The fact that populations are aging is a mix of good and bad news. On the good news end of things, global aging is an incredible and laudable accomplishment. A number of important advances -- such as technology (especially the sanitation revolution), medical knowledge, material resources, changes in behaviour, etc.- brought a rapid decline in infant, child, maternal and late-life mortality. Humans have never enjoyed the opportunities for health and longevity that they now enjoy.

However, biological aging, and population aging, bring unprecedented challenges. Aging individuals faced increased risks of morbidity and mortality. Chronic diseases like cancer, heart disease, stroke, arthritis, etc. are set to ravage the aging populations of the world. This means unprecedented numbers of humans will suffer years of frailty and disease. Chronic diseases have replaced infectious diseases as the greatest threat to global health. In the year 2005, chronic diseases killed 35 million people worldwide. That number is twice the number of deaths due to infectious diseases (including HIV/AIDS, tuberculosis and malaria), maternal and perinatal conditions, and nutritional deficiencies combined (source).

Aging populations place ever growing stress on health care and pensions.

So the scientific consensus is in: global aging is real. The data is beyond dispute.

And the scientific consensus on the impact senescence has on our health is in-- it increases one's risk of morbidity and mortality. That data is beyond dispute.

So what are we going to do about global aging? At the end of this century our children and grandchildren will look back and ask:

"What were they thinking? Did they not see how dire the consequences of global aging can be? Did they not care about protecting all future generations from the chronic diseases that ravage humans in late life? Did they not care about passing on the economic benefits of the longevity dividend? Why did they focus so much on very low-risk events, like terrorism or catastrophic global warming, and so little on the most likely of risks-- like the chronic diseases of aging?"


(4) What can we do?

Adaptation, Age retardation and Regeneration

Can we just adapt to global aging? No. There are some external modifications we can make to the our environment to promote the health and happiness of aging populations. We can re-design our cities to make them more hospitable to a population with more limited mobility. We can ensure there are public spaces, such as parks, to help promote the fitness of aging populations. We can encourage the population to keep their minds active to help delay the progression of cognitive decline and mental illness, etc.

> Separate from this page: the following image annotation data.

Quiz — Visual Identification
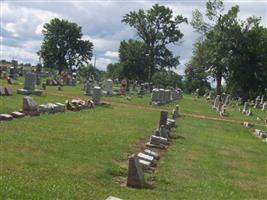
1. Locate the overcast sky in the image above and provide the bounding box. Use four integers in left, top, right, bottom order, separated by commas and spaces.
0, 0, 267, 74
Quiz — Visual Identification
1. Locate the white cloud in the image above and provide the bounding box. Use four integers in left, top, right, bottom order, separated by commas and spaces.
104, 51, 119, 58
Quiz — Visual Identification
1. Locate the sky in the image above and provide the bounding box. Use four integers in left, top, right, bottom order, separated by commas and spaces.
0, 0, 267, 74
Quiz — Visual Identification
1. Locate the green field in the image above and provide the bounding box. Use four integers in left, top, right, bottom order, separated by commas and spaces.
0, 80, 267, 200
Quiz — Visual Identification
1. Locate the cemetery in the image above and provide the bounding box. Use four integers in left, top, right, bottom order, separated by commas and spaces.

But adaptation alone will not stop the tsunami of chronic diseases that await the 2 billion seniors that will exist in the year 2050. So what else can we do?

We can search for ways to directly modify our biology to help mitigate the harmful effects of biological aging. If we developed an aging pharmaceutical, for example, that could mimic the effects of calorie restriction we could slow human aging and this would confer health and economic dividends for all future generations to enjoy by increasing the human healthspan and compressing morbidity. We are closer to this than you might think (see this).

And we could also invest in regenerative medicine and develop new interventions that help aging populations enjoy more health and vitality.

We should be bold and imaginative in our deliberations concerning how to meet the challenges of global aging.

But before we can have a serious debate about what to do to address global aging, we must get our heads out of the clouds and acknowledge the reality of what are the most pressing and probable problems that await humanity this century. And global aging should be at the top of that list.